A vergonha de Aristóteles encoberta de raiva.
O livro inteiro é sob o ponto de vista do melancólico Ari, o que nos proporciona uma leitura simples, devagar e intensa. Normalmente, a única crítica negativa sobre esse livro é que nunca entendemos o ponto de vista de Dante e que a narração tem poucos acontecimentos, deixando os sentimentos de Aristóteles apressados demais para o final. Entretanto, acredito que essa tenha sido a intenção do autor. Desde o início do livro, o narrador personagem contém muitos sentimentos dentro de si, o que acredito que sua família possa ter influenciado. O seu pai, que foi pra o Vietnã, nunca contou o que aconteceu na guerra, que o assombra até hoje. Ari sente raiva com o fato de seu pai não se abrir com ele. Ele sente raiva por ninguém falar sobre seu irmão mais velho, Bernardo, que está preso. Ele sente raiva de sua mãe, por falar que ele não possui amigos, e até mesmo, raiva de Dante, e o mesmo não entende o porquê.
“Havia tantos fantasmas em nossa casa…o fantasma do meu irmão, os fantasmas da guerra do meu pai, e os fantasmas das vozes das minhas irmãs. E eu achava que havia fantasmas desconhecidos dentro de mim. Estavam lá, a espera…”

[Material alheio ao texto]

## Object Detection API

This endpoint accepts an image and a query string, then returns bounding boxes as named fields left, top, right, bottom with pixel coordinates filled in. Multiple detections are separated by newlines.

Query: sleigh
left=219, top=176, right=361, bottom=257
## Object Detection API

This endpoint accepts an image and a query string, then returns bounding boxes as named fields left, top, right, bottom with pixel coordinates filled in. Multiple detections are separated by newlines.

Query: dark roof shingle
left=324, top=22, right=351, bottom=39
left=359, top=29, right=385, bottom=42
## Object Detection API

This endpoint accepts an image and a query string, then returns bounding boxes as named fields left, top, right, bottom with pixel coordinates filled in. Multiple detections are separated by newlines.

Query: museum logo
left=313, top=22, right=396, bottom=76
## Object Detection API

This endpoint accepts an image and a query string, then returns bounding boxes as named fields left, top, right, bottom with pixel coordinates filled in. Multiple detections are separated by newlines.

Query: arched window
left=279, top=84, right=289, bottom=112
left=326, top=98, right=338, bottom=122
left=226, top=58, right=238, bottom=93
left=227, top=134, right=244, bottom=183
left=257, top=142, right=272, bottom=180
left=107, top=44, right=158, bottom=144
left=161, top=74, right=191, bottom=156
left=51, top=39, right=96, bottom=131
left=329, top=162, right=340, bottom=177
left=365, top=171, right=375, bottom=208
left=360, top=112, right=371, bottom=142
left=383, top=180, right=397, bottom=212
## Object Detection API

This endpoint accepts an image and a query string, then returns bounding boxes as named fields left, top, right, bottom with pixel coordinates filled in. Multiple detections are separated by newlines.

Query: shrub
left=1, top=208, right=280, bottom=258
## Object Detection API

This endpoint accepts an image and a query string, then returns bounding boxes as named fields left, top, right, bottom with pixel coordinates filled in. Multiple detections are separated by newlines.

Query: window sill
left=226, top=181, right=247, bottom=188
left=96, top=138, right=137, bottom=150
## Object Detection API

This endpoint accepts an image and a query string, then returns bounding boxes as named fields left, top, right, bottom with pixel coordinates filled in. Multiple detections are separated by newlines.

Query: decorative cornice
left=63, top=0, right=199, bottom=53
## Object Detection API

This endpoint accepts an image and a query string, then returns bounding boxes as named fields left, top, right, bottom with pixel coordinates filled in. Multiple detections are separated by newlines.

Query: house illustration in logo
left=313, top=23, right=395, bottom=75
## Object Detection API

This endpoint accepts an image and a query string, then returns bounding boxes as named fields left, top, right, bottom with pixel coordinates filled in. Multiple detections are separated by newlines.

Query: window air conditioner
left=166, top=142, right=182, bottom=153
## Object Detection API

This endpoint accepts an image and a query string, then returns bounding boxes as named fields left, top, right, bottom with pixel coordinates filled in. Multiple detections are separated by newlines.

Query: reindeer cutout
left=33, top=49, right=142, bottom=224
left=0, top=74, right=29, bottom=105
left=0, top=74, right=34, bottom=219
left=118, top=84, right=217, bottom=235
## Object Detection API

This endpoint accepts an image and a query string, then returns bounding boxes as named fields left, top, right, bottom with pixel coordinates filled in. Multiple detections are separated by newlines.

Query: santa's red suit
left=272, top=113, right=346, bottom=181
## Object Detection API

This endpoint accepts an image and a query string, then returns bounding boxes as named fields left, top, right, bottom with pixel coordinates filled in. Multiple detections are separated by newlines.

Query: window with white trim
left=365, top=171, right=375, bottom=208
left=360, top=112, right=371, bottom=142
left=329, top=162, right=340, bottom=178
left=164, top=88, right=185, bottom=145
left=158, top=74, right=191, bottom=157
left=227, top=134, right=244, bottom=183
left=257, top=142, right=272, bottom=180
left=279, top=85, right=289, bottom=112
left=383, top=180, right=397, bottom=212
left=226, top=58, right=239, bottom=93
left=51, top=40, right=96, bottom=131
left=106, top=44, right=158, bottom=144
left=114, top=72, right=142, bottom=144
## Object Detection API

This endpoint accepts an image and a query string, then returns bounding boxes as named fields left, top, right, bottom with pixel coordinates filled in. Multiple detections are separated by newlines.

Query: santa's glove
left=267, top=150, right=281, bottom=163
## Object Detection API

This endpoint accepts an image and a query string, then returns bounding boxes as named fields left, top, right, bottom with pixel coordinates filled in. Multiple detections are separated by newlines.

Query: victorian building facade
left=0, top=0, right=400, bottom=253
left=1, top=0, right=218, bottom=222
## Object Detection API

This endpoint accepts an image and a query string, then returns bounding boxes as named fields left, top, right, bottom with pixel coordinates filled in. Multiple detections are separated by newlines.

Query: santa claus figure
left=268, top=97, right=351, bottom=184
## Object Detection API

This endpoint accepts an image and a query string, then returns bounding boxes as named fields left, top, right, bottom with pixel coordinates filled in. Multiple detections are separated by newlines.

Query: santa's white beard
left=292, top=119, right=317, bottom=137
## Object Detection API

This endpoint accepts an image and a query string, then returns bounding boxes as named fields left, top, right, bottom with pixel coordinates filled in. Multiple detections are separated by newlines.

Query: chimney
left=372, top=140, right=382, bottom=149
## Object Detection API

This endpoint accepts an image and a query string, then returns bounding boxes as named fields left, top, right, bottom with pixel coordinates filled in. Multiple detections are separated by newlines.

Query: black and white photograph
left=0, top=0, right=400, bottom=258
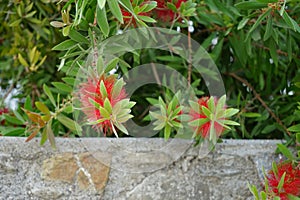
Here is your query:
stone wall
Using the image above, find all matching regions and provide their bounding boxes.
[0,137,279,200]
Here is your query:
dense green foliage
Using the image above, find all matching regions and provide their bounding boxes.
[0,0,300,147]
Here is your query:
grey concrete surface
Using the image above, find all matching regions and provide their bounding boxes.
[0,137,280,200]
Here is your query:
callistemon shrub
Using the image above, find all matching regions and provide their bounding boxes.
[265,161,300,200]
[78,74,135,137]
[189,95,239,143]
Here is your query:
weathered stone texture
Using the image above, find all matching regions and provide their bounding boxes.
[0,137,279,200]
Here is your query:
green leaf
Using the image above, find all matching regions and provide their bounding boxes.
[52,82,73,93]
[277,144,295,160]
[242,112,261,118]
[69,29,90,44]
[279,0,286,16]
[164,124,172,140]
[201,106,213,120]
[9,19,22,26]
[189,118,210,127]
[100,80,107,97]
[140,1,157,12]
[112,78,124,99]
[107,0,124,24]
[261,124,276,134]
[4,114,24,125]
[189,101,200,113]
[99,107,111,119]
[35,101,50,114]
[234,1,268,10]
[103,98,112,113]
[224,108,239,118]
[40,128,48,146]
[57,113,82,132]
[245,8,272,41]
[97,7,109,37]
[1,127,25,136]
[114,122,129,135]
[97,0,106,9]
[218,120,240,126]
[18,53,29,67]
[104,57,120,72]
[138,15,156,23]
[282,11,300,32]
[43,84,56,107]
[264,13,273,41]
[50,21,66,28]
[269,39,278,67]
[52,39,77,51]
[46,120,56,149]
[24,95,32,110]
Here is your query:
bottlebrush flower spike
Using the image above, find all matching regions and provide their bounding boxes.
[265,161,300,200]
[155,0,186,22]
[79,74,135,137]
[121,0,157,26]
[189,95,239,143]
[0,108,9,125]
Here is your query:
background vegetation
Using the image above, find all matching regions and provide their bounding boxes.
[0,0,300,145]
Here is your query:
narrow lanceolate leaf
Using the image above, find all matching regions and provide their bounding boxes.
[114,122,129,135]
[25,128,40,142]
[282,11,300,32]
[107,0,124,24]
[52,39,77,51]
[43,84,56,107]
[237,18,250,30]
[264,13,273,41]
[35,101,50,114]
[288,124,300,132]
[224,108,239,118]
[57,114,82,132]
[22,108,45,127]
[189,101,200,113]
[46,120,56,149]
[97,7,109,37]
[99,107,111,119]
[103,98,112,113]
[234,1,268,10]
[52,82,73,93]
[40,128,48,146]
[18,53,29,67]
[245,8,272,41]
[189,118,209,127]
[97,0,106,9]
[100,80,107,97]
[69,29,89,44]
[112,78,124,99]
[164,124,172,140]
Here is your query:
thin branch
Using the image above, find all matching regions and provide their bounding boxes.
[187,27,192,85]
[151,63,161,85]
[254,43,300,59]
[92,13,99,69]
[227,73,291,135]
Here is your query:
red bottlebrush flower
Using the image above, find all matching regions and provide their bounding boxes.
[0,108,9,125]
[190,97,225,138]
[266,162,300,200]
[79,75,126,134]
[155,0,186,22]
[121,0,150,27]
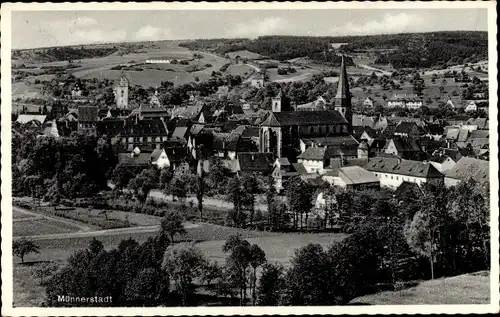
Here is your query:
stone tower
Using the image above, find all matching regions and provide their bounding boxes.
[335,55,352,132]
[271,89,290,112]
[115,70,129,109]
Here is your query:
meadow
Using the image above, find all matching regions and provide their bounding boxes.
[350,271,490,305]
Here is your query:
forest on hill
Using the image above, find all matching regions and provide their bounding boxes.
[180,31,488,68]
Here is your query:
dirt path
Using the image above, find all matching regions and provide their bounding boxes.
[12,206,92,231]
[14,222,202,240]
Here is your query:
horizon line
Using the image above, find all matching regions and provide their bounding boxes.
[11,30,488,51]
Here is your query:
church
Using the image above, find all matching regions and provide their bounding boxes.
[259,57,352,161]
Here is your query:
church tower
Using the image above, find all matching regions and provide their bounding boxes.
[335,55,352,132]
[271,89,290,112]
[115,70,129,109]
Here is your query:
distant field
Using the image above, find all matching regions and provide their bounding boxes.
[227,50,263,60]
[12,264,45,307]
[197,233,346,267]
[12,218,79,237]
[351,272,490,305]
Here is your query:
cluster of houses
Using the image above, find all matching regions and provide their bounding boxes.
[17,55,489,199]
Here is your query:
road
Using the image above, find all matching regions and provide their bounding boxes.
[13,207,202,240]
[12,206,92,232]
[357,64,392,76]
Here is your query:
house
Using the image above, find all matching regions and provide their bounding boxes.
[42,120,59,138]
[212,132,240,160]
[118,151,151,167]
[444,156,490,187]
[16,114,47,124]
[163,147,188,171]
[78,106,99,135]
[352,114,378,128]
[295,96,328,111]
[384,138,423,159]
[429,155,456,174]
[393,121,424,137]
[299,134,359,157]
[464,118,489,131]
[272,158,299,193]
[170,101,206,123]
[387,94,423,109]
[97,118,168,151]
[259,58,352,160]
[250,73,265,88]
[113,70,130,109]
[365,157,444,189]
[323,166,380,189]
[363,97,373,108]
[237,152,274,175]
[465,100,477,112]
[130,104,172,121]
[150,149,170,169]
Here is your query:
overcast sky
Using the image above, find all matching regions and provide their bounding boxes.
[12,9,488,49]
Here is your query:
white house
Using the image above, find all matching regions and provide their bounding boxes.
[465,100,477,112]
[151,149,170,169]
[430,155,456,174]
[365,157,444,189]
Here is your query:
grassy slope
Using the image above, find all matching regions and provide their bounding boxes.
[351,272,490,305]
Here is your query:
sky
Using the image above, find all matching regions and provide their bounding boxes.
[12,8,488,49]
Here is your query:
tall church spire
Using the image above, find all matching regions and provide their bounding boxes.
[335,55,352,131]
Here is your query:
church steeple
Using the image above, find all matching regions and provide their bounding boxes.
[335,55,352,131]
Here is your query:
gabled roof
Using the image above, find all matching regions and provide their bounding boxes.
[118,152,151,166]
[469,130,490,139]
[301,134,359,148]
[16,114,47,124]
[445,156,490,183]
[339,166,379,185]
[165,147,187,163]
[387,138,421,152]
[172,127,188,139]
[394,121,422,134]
[292,163,307,175]
[237,152,274,172]
[335,55,350,99]
[151,149,164,162]
[78,106,99,122]
[212,132,240,151]
[365,157,443,178]
[261,110,347,127]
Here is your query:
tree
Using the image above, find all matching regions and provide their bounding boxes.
[227,177,247,227]
[222,235,251,305]
[162,244,206,306]
[124,267,166,306]
[32,262,59,285]
[170,176,187,201]
[285,244,332,306]
[12,237,40,263]
[250,244,267,306]
[257,263,285,306]
[160,210,187,242]
[284,176,313,229]
[128,169,158,204]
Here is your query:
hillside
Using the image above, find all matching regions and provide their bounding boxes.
[180,31,488,68]
[350,271,490,305]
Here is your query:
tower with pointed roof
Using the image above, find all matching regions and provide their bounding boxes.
[335,55,352,132]
[271,89,290,112]
[115,70,129,109]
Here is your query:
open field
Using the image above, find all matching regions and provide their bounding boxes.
[350,272,490,305]
[12,218,79,237]
[12,264,45,307]
[197,233,346,267]
[227,50,263,60]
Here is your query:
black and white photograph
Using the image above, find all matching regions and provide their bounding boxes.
[0,1,499,316]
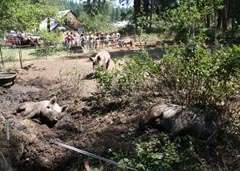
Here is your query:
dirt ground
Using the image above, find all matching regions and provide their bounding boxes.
[0,47,144,171]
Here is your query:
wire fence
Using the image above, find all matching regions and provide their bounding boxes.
[0,113,138,171]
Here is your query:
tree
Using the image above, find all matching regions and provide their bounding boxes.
[0,0,58,33]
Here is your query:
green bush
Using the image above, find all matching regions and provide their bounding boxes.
[97,51,159,96]
[115,134,199,171]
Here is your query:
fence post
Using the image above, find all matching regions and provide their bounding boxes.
[18,49,23,69]
[0,45,4,68]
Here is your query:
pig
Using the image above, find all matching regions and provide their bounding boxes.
[89,51,111,69]
[16,96,68,127]
[140,104,217,140]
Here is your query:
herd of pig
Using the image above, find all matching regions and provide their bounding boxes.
[15,51,217,140]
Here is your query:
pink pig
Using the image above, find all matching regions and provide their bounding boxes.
[17,96,68,127]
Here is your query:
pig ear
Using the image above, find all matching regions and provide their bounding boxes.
[50,96,57,104]
[89,57,94,61]
[97,56,101,61]
[62,105,68,112]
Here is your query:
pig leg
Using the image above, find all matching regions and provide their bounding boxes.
[25,110,37,119]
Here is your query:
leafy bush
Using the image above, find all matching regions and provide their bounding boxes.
[158,42,240,104]
[97,40,240,106]
[115,134,199,171]
[97,51,158,96]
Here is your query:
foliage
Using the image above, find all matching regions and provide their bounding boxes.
[97,39,240,106]
[39,30,61,46]
[79,12,114,33]
[115,134,199,171]
[158,41,240,105]
[97,51,158,96]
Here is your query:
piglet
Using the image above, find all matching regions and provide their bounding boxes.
[89,51,111,69]
[16,96,68,127]
[139,104,217,140]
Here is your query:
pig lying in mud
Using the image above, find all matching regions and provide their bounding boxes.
[89,51,111,69]
[17,96,68,127]
[139,104,217,140]
[119,38,133,47]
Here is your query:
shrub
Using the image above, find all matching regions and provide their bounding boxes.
[117,134,199,171]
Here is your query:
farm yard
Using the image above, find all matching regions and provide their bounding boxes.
[0,45,160,171]
[0,43,239,171]
[0,0,240,171]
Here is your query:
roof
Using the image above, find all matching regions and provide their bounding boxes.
[58,10,77,18]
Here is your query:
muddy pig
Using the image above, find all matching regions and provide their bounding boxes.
[16,96,68,127]
[119,38,133,47]
[139,104,217,140]
[89,51,111,69]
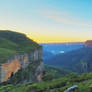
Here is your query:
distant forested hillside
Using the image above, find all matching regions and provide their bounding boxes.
[45,47,92,73]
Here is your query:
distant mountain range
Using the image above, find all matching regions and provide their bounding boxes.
[45,47,92,73]
[41,42,84,60]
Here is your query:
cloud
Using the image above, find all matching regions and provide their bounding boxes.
[40,10,92,27]
[47,16,92,27]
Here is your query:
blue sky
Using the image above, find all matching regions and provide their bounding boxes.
[0,0,92,42]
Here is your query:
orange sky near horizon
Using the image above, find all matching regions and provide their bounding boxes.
[27,35,87,43]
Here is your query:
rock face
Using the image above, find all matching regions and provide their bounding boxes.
[0,31,43,83]
[0,47,43,82]
[85,40,92,47]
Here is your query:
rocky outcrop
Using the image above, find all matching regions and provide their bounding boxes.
[0,47,43,82]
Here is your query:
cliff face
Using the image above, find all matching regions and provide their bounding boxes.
[0,47,43,82]
[0,30,43,82]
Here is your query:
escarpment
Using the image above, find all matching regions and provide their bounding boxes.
[0,30,43,83]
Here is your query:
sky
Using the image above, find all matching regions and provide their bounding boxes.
[0,0,92,43]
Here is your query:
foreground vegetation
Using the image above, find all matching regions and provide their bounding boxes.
[0,66,92,92]
[0,30,40,63]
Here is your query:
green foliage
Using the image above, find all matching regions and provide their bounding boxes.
[0,73,92,92]
[0,30,40,63]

Primeiramente, vale ressaltar que Aristóteles admite para si mesmo que sente vergonha, mas não sabe a razão disso. O personagem não admite pensar em seus sentimentos e entende-los, ele sente e os ignora. Mesmo sendo cansativo para o leitor, é de fato interessante entender como a mente de uma pessoa melancólica e que se esconde dentro de si mesmo funciona. É o tipo do livro que é recomendado ler duas vezes, pois os sentimentos dele sobre Dante são altamente sutis, mas estão lá, nas entrelinhas. O motivo da sua vergonha de si mesmo, raiva descontrolada e a imagem de uma personalidade depressiva, é explicado quando você parar para refletir sobre. Ari não é criado sob mentiras, mas sob omissões. Existem fantasmas em sua casa e em sua família, entretanto, ninguém fala sobre, deixando marcas no adolescente, visto que o mesmo não entende sua sexualidade. Assim, entendemos no final que Aristóteles não se sentia livre em sua própria mente e corpo, não sabendo expressar seus pensamentos e compreendê-los.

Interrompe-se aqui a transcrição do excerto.